Piet Dhanens vertelt hoe het lek in het waterbassin van de Belvedère er is gekomen

'De bevelhebber van de Duitse troepen in Gent, de fanatieke Hitleriaan Daser, was echter niet geneigd Gent zonder slag of stoot gewonnen te geven. Slechts na zeer moeilijke onderhandelingen met de Britten kon een gentleman's agreement bereikt worden, waardoor de Duitsers ongehinderd de stad mochten verlaten. Daser hield zich echter niet aan zijn woord. Op 1september1944 bliezen de Duitsers het munitiedepot van Zwijnaarde op.

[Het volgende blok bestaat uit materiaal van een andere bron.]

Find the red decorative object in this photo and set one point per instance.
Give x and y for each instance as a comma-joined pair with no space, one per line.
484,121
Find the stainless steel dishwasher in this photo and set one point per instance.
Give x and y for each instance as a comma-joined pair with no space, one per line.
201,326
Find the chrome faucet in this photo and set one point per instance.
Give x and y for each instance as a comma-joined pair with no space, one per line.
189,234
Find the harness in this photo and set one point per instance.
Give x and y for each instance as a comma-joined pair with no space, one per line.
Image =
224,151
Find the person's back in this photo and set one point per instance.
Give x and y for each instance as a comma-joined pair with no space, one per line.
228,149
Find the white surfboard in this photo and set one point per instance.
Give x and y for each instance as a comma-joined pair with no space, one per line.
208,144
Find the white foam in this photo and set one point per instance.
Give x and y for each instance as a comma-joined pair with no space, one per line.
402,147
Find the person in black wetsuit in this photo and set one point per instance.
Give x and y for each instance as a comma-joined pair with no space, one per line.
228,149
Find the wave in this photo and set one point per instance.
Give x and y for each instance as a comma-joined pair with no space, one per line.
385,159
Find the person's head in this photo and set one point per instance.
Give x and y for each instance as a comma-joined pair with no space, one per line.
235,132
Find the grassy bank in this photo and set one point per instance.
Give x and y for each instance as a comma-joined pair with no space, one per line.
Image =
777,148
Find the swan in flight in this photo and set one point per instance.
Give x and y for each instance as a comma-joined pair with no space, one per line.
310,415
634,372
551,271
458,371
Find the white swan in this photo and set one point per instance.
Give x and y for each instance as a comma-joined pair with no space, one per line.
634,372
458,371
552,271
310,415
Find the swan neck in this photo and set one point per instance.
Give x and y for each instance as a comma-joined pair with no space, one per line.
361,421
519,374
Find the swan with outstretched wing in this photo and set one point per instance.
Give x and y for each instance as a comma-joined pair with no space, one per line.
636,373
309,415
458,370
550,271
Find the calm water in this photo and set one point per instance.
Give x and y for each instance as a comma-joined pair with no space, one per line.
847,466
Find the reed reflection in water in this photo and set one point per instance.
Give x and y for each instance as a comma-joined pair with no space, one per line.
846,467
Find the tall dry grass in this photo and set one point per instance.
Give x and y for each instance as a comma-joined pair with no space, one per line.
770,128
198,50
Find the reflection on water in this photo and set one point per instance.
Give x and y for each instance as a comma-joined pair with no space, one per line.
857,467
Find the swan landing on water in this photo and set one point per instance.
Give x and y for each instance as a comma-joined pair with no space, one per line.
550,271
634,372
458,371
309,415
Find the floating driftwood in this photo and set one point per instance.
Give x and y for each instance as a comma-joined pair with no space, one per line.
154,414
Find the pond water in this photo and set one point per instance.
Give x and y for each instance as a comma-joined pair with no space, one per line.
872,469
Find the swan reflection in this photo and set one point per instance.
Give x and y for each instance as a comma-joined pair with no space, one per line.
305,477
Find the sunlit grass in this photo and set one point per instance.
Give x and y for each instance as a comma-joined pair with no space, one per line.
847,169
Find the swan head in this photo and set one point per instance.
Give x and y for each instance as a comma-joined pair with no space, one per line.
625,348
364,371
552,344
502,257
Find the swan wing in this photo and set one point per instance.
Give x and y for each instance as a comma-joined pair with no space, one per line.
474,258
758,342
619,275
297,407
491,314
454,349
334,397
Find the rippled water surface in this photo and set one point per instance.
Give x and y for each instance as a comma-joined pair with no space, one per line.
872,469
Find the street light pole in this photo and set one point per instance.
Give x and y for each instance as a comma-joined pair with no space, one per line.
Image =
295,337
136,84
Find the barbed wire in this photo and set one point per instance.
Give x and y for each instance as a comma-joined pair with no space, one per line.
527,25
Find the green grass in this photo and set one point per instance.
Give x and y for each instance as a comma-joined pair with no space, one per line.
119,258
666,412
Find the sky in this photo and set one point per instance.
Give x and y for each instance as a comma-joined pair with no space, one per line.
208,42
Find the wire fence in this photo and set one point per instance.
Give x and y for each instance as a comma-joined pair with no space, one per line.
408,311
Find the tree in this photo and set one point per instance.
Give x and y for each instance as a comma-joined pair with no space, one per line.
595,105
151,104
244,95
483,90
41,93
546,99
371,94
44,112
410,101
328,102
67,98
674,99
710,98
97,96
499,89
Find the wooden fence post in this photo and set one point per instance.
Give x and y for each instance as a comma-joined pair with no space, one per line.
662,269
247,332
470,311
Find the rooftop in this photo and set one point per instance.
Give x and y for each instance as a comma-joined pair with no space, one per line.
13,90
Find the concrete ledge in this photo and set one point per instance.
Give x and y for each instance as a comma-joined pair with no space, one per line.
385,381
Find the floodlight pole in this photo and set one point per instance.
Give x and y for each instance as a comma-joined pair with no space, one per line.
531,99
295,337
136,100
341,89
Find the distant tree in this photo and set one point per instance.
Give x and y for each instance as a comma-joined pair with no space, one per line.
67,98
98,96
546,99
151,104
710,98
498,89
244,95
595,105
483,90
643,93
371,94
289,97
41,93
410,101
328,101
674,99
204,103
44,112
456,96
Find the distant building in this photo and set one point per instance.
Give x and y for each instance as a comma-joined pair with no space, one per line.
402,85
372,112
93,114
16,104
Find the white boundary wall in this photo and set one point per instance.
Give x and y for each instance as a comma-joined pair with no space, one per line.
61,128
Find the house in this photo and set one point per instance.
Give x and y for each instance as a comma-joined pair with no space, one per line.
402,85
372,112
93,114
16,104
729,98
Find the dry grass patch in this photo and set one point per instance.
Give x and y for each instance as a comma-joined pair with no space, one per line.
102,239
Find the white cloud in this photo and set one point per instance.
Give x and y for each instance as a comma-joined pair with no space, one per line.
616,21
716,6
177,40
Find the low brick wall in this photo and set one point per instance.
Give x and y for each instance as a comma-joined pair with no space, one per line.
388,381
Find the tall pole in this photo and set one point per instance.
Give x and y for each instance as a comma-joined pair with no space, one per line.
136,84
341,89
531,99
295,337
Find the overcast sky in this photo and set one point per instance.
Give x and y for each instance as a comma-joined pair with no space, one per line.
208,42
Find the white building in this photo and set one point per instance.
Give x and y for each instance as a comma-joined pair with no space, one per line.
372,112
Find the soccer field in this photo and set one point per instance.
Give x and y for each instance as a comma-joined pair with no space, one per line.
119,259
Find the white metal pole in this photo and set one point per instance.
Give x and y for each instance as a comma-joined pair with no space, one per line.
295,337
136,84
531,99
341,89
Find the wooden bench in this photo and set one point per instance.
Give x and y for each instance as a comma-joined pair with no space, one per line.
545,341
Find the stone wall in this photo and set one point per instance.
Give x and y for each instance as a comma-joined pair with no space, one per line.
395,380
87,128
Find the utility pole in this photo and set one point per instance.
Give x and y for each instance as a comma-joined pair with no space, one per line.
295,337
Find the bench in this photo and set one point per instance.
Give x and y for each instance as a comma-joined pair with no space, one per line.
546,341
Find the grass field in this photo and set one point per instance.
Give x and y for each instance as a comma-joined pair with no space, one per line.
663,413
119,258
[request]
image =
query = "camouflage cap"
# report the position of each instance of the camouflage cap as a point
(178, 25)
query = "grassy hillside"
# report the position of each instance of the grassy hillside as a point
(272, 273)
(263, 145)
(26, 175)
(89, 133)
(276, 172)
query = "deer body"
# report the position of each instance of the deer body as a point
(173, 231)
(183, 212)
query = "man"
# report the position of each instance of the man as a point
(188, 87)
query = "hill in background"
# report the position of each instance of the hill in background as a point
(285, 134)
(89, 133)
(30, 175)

Omdat ze vreesden dat de bevrijders het luchtafweergeschut boven op het dak van de Boekentoren zouden overnemen, waren de Duitsers ook van plan de bovenverdiepingen te doen ontploffen. De bibliothecaris kon dit plan beletten door lang in te praten op de lokale bevelhebber, die dan maar besloot het kanon zelf te laten ontploffen. Dat zorgde voor een lek in het waterbassin dat tot op vandaag voor blijvende waterinfiltratie in de Belvedere van de Boekentoren zorgt.'

(Piet Dhanens, samen met Cynrik De Decker auteur van het boek Een eeuw luchtvaart boven Gent, 2009)

uit: 'Nu zijn we zeker dat er geen enkelen Duitsch meer overblijft!', in: Het Nieuwsblad, 11/09/2009.